Optimism for Convenience Retail Asia (HKG:831) has grown this past week, despite five-year decline in earnings

By
Simply Wall St
Published
March 23, 2022
SEHK:831
Source: Shutterstock

This week we saw the Convenience Retail Asia Limited (HKG:831) share price climb by 15%. While a drop like that is definitely a body blow, money isn't as important as health and happiness.

The recent uptick of 15% could be a positive sign of things to come, so let's take a lot at historical fundamentals.

View our latest analysis for Convenience Retail Asia

To paraphrase Benjamin Graham: Over the short term the market is a voting machine, but over the long term it's a weighing machine. One imperfect but simple way to consider how the market perception of a company has shifted is to compare the change in the earnings per share (EPS) with the share price movement.

During the five years over which the share price declined, Convenience Retail Asia's earnings per share (EPS) dropped by 12% each year. This reduction in EPS is less than the 28% annual reduction in the share price. This implies that the market was previously too optimistic about the stock. The low P/E ratio of 8.56 further reflects this reticence.

The image below shows how EPS has tracked over time (if you click on the image you can see greater detail).

earnings-per-share-growth
SEHK:831 Earnings Per Share Growth March 23rd 2022

We consider it positive that insiders have made significant purchases in the last year. Having said that, most people consider earnings and revenue growth trends to be a more meaningful guide to the business.

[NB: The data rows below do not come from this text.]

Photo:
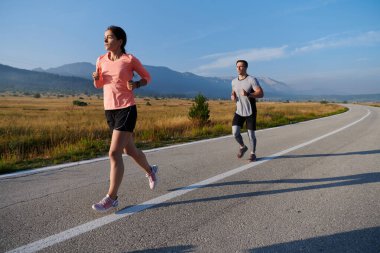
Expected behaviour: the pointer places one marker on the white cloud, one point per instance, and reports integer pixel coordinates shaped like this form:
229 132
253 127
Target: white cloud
223 60
334 41
219 61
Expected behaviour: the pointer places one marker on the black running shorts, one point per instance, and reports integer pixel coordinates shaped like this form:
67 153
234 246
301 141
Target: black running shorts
122 119
239 121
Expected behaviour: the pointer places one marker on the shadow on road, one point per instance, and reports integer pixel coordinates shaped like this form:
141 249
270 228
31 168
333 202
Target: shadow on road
179 249
358 179
363 240
367 152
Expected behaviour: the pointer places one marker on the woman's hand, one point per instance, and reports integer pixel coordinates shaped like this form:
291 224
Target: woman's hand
95 75
233 95
131 85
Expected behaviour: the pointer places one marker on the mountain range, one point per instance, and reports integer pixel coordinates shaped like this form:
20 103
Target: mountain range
167 82
76 78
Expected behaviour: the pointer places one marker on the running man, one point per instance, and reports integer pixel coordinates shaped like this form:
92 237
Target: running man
245 90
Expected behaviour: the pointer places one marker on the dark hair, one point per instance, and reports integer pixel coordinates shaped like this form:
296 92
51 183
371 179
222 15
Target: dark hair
243 61
119 34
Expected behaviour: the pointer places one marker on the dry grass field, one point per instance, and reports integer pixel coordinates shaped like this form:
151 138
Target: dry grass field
37 132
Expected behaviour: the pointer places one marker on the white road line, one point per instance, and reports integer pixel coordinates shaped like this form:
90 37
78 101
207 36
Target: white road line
76 231
72 164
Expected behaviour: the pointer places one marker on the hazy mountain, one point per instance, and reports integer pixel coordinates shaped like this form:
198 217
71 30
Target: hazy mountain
22 80
75 78
79 69
167 82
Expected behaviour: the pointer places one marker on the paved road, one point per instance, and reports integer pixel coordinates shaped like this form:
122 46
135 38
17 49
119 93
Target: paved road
315 188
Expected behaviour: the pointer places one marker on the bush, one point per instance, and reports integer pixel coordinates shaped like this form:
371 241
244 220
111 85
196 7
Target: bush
199 112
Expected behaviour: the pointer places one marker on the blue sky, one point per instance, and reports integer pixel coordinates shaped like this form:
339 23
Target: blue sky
322 45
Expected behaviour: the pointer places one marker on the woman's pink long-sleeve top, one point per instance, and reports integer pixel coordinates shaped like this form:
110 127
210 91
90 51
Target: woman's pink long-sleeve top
113 78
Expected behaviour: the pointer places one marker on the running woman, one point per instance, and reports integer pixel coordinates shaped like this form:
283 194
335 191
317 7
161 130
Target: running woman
245 90
114 73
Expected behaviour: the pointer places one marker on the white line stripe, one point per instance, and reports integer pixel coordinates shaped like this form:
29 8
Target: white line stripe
76 231
72 164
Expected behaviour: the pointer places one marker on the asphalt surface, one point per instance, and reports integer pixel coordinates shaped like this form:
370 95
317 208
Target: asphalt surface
315 188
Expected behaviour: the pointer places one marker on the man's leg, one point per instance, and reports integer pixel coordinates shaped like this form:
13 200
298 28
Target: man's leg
237 123
252 140
251 126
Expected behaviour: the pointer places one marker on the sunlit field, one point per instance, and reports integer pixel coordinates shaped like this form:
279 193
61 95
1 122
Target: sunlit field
37 132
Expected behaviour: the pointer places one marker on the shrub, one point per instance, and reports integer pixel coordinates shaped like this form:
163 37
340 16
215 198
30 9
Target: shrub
199 112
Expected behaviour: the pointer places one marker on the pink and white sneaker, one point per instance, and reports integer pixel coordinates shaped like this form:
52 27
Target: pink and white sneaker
105 204
153 177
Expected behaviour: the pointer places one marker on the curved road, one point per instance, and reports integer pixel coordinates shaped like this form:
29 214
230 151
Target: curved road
315 188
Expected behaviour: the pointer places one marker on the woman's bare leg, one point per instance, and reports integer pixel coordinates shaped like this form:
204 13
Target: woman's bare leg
118 142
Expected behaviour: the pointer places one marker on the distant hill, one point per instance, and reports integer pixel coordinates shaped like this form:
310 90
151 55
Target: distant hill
167 82
22 80
76 78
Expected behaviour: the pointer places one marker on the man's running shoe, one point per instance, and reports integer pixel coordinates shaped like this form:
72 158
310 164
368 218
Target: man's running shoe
153 177
105 204
242 151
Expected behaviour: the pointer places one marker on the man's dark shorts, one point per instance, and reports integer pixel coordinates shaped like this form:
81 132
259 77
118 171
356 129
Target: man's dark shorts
122 119
251 121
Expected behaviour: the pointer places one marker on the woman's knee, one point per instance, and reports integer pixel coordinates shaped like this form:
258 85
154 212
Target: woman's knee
114 153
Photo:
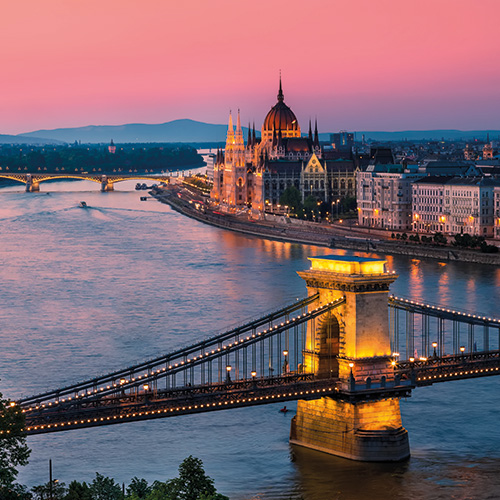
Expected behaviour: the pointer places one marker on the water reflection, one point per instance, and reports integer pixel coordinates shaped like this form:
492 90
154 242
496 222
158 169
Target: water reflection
88 291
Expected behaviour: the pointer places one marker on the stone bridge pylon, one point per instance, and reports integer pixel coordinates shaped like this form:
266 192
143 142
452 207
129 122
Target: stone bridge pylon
351 343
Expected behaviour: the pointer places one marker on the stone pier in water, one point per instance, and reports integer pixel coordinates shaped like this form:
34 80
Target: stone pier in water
351 343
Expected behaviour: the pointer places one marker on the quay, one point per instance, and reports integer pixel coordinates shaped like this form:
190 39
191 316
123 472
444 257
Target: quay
290 230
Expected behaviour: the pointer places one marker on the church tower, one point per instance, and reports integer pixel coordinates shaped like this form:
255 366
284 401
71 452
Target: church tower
235 172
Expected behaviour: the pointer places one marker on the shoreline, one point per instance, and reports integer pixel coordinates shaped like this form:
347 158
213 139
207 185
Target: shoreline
307 233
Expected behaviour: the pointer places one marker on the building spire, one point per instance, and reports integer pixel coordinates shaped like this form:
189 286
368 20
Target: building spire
238 122
280 92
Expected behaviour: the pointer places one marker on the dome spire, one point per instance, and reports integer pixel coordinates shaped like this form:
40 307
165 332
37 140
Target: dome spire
280 92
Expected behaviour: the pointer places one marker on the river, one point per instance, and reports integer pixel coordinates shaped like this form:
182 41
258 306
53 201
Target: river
86 291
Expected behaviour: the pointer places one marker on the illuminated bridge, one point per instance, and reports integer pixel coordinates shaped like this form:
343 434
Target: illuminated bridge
337 352
106 181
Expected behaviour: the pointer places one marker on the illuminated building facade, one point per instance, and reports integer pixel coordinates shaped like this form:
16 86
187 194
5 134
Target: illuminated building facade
256 174
384 196
455 205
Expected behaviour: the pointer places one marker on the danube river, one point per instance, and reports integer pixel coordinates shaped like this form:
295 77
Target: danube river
87 291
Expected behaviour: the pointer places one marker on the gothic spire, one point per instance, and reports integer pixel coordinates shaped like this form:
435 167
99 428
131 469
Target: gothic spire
280 92
238 122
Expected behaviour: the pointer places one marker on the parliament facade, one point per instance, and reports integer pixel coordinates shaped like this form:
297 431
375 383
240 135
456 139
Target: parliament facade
256 174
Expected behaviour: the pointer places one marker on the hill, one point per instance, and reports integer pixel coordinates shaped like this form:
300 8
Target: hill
192 131
174 131
26 139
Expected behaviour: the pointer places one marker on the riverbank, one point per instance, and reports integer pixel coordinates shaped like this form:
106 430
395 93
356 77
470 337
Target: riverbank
310 233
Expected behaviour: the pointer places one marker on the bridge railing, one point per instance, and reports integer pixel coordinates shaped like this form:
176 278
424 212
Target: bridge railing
422 331
247 352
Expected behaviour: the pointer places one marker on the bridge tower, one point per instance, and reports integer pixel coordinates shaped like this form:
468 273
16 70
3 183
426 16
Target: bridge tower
32 184
352 344
106 184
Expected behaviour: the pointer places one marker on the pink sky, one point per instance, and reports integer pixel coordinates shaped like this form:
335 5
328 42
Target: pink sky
355 64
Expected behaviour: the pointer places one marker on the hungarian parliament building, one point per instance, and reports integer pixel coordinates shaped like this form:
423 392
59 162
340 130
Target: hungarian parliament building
255 175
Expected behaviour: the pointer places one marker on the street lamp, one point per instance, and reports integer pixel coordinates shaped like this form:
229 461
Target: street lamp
285 362
434 344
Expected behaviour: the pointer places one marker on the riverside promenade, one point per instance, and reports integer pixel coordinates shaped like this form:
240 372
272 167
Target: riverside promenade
281 228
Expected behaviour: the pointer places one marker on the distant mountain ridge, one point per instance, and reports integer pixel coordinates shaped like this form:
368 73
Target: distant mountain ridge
186 130
25 139
175 131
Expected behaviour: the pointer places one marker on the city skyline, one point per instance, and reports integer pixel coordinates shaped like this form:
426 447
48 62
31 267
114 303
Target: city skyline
365 65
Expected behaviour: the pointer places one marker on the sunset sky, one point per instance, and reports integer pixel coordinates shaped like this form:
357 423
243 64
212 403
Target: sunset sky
353 64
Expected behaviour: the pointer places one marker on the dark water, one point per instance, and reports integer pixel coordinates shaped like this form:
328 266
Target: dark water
86 291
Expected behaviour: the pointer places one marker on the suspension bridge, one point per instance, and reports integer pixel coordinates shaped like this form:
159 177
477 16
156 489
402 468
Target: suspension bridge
347 352
106 181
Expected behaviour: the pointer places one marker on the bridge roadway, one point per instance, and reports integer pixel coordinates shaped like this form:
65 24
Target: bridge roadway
150 404
172 363
32 180
133 394
146 405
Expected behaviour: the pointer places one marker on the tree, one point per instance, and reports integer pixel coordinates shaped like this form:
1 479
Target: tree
45 492
13 448
105 488
15 492
78 491
163 491
138 488
192 484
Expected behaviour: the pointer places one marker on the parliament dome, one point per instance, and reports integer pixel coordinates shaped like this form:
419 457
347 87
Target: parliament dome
281 117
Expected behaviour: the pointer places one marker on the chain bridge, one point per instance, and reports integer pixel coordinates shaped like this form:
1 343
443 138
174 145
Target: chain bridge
107 181
347 352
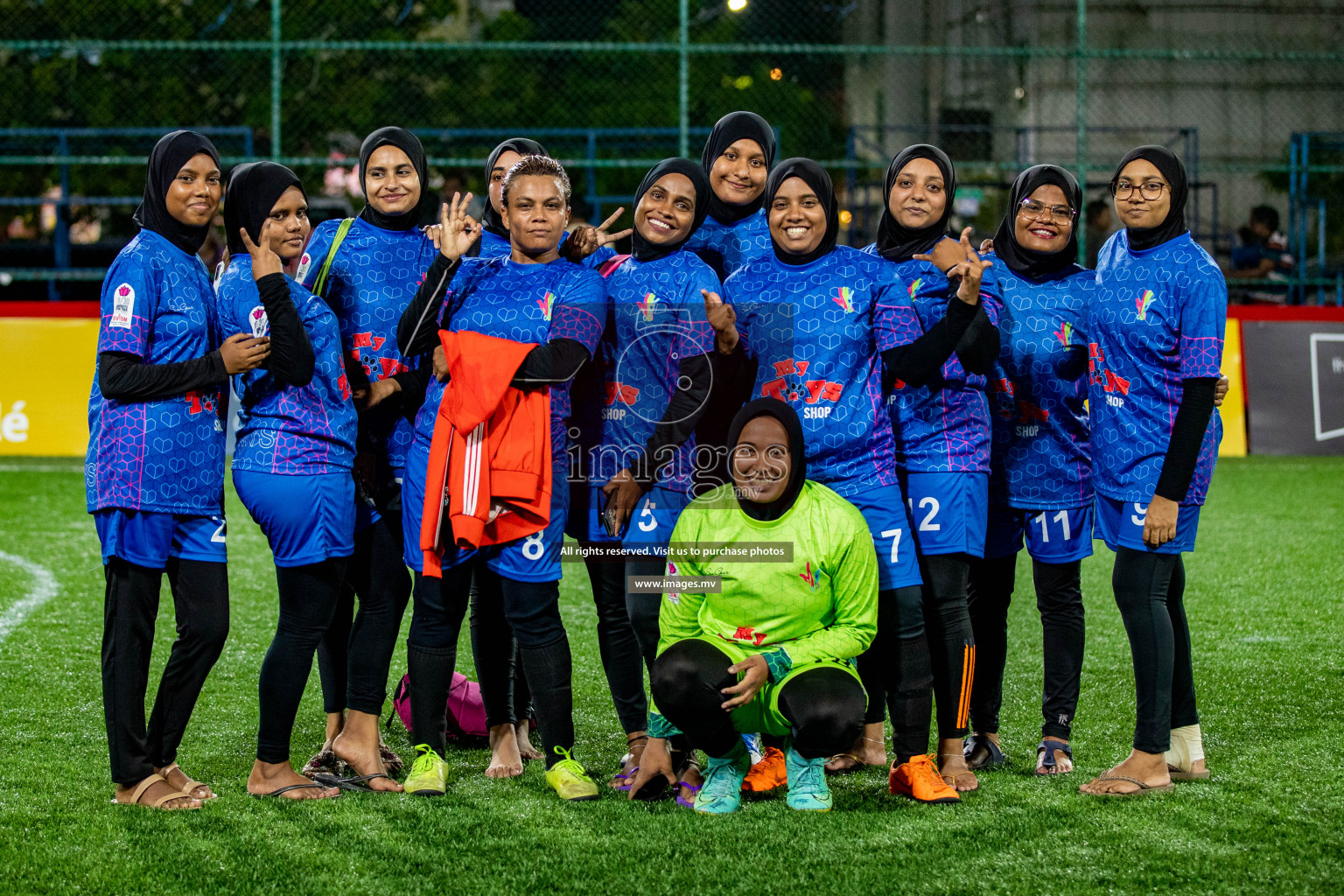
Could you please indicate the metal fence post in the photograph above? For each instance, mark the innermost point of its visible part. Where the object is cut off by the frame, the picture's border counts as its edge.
(684, 78)
(275, 78)
(1081, 117)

This free interactive report on Convenience Retail Asia's earnings, revenue and cash flow is a great place to start, if you want to investigate the stock further.

What About Dividends?

It is important to consider the total shareholder return, as well as the share price return, for any given stock. Whereas the share price return only reflects the change in the share price, the TSR includes the value of dividends (assuming they were reinvested) and the benefit of any discounted capital raising or spin-off. So for companies that pay a generous dividend, the TSR is often a lot higher than the share price return. As it happens, Convenience Retail Asia's TSR for the last 5 years was 64%, which exceeds the share price return mentioned earlier. This is largely a result of its dividend payments!

A Different Perspective

It's nice to see that Convenience Retail Asia shareholders have received a total shareholder return of 17% over the last year. Of course, that includes the dividend. Since the one-year TSR is better than the five-year TSR (the latter coming in at 10% per year), it would seem that the stock's performance has improved in recent times. In the best case scenario, this may hint at some real business momentum, implying that now could be a great time to delve deeper. I find it very interesting to look at share price over the long term as a proxy for business performance. But to truly gain insight, we need to consider other information, too. Consider for instance, the ever-present spectre of investment risk. We've identified 3 warning signs with Convenience Retail Asia (at least 1 which is a bit unpleasant) , and understanding them should be part of your investment process.

Convenience Retail Asia is not the only stock that insiders are buying. For those who like to find winning investments this free list of growing companies with recent insider purchasing, could be just the ticket.

Please note, the market returns quoted in this article reflect the market weighted average returns of stocks that currently trade on HK exchanges.